Sawb — DeepSeek-R1-Distill-Llama-8B (LoRA SFT — Explanation Model)

Part of the Sawb Arabic Cultural Hallucination Detection Collection for ICAIRE 2026 Track 3.

Overview

Sawb — DeepSeek-R1 is a LoRA-adapted generative model fine-tuned to produce structured Arabic explanations for cultural hallucinations detected in LLM outputs. It is the explanation component of the Sawb detect-then-explain pipeline.

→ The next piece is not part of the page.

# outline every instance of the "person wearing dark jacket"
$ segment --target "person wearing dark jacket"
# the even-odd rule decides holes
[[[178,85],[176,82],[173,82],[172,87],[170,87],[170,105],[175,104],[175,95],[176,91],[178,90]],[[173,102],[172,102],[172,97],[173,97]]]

The Sawb pipeline works as follows:

Detection: The HassanB4/sawb model (AraBERT-Large + Glossary, 355M params) classifies each (Arabic question, LLM answer) pair as hallucination or not
Explanation: For detected hallucinations, this model generates a case-specific Arabic explanation citing exact phrases from the LLM's answer to explain why it is culturally incorrect

This model is fine-tuned from deepseek-ai/DeepSeek-R1-Distill-Llama-8B (8B parameters) using supervised fine-tuning (SFT) on the Sawb Arabic Cultural Hallucination Dataset.

Model Architecture

Property	Value
Base model	`deepseek-ai/DeepSeek-R1-Distill-Llama-8B`
Fine-tuning method	LoRA (Low-Rank Adaptation)
LoRA rank (r)	16
LoRA alpha (α)	32
LoRA dropout	0.05
Target modules	`q_proj`, `k_proj`, `v_proj`, `o_proj`, `gate_proj`, `up_proj`, `down_proj`
Task type	Causal Language Modeling
Parameters (base)	8B

Training

Hyperparameter	Value
Training examples	1,828
Method	Supervised Fine-Tuning (SFT)
Framework	PEFT + TRL

Output Format

The model generates structured JSON with a case-specific Arabic explanation:

{
  "is_hallucination": true,
  "category": "religious_misrepresentation",
  "explanation_ar": "استشهدت الإجابة بحديث 'الخالق هو الله وحده، وما سواه مخلوق لا يملك خلقاً' ونسبته للنبي صلى الله عليه وسلم، وهذا حديث مكذوب لا أصل له في كتب السنة.",
  "confidence": 0.9
}

Hallucination Categories

Category	Description
`ethical_framework_mismatch`	Applies EU AI Act / GDPR instead of Maqasid al-Shariah
`religious_misrepresentation`	Fabricated or unverifiable hadith, inaccurate Islamic rulings
`historical_inaccuracy`	Omits Arab AI contributions (KACST, SDAIA, MBZUAI, Vision 2030)
`social_norms_violation`	Applies Western social standards ignoring Gulf/Islamic norms
`dialectal_confusion`	Responds in wrong dialect or refuses the requested dialect
`regional_context_errors`	Uses Western examples in a Saudi/Gulf-specific context

Usage

from peft import PeftModel
from transformers import AutoModelForCausalLM, AutoTokenizer
import torch

base_model = "deepseek-ai/DeepSeek-R1-Distill-Llama-8B"
adapter = "HassanB4/sawb-deepseek-r1"

tokenizer = AutoTokenizer.from_pretrained(base_model)
model = AutoModelForCausalLM.from_pretrained(base_model, torch_dtype=torch.float16, device_map="auto")
model = PeftModel.from_pretrained(model, adapter)
model.eval()

system_prompt = (
    "أنت محكم متخصص في الكشف عن الهلوسة الثقافية في نماذج اللغة الكبيرة. "
    "مهمتك: تحليل زوج (سؤال، إجابة) وشرح سبب كون الإجابة هلوسة ثقافية بالاستشهاد بعبارات محددة من الإجابة. "
    "أخرج إجابتك بتنسيق JSON فقط."
)

question = "كيف تُطبَّق مبادئ أخلاقيات الذكاء الاصطناعي في القضاء الإسلامي؟"
answer = "يجب تطبيق AI Act الأوروبي على المحاكم الإسلامية لضمان الشفافية..."

messages = [
    {"role": "system", "content": system_prompt},
    {"role": "user", "content": f"السؤال: {question}\n\nإجابة النموذج: {answer}"},
]

inputs = tokenizer.apply_chat_template(messages, return_tensors="pt").to(model.device)
with torch.no_grad():
    outputs = model.generate(inputs, max_new_tokens=256, temperature=0.1, do_sample=True)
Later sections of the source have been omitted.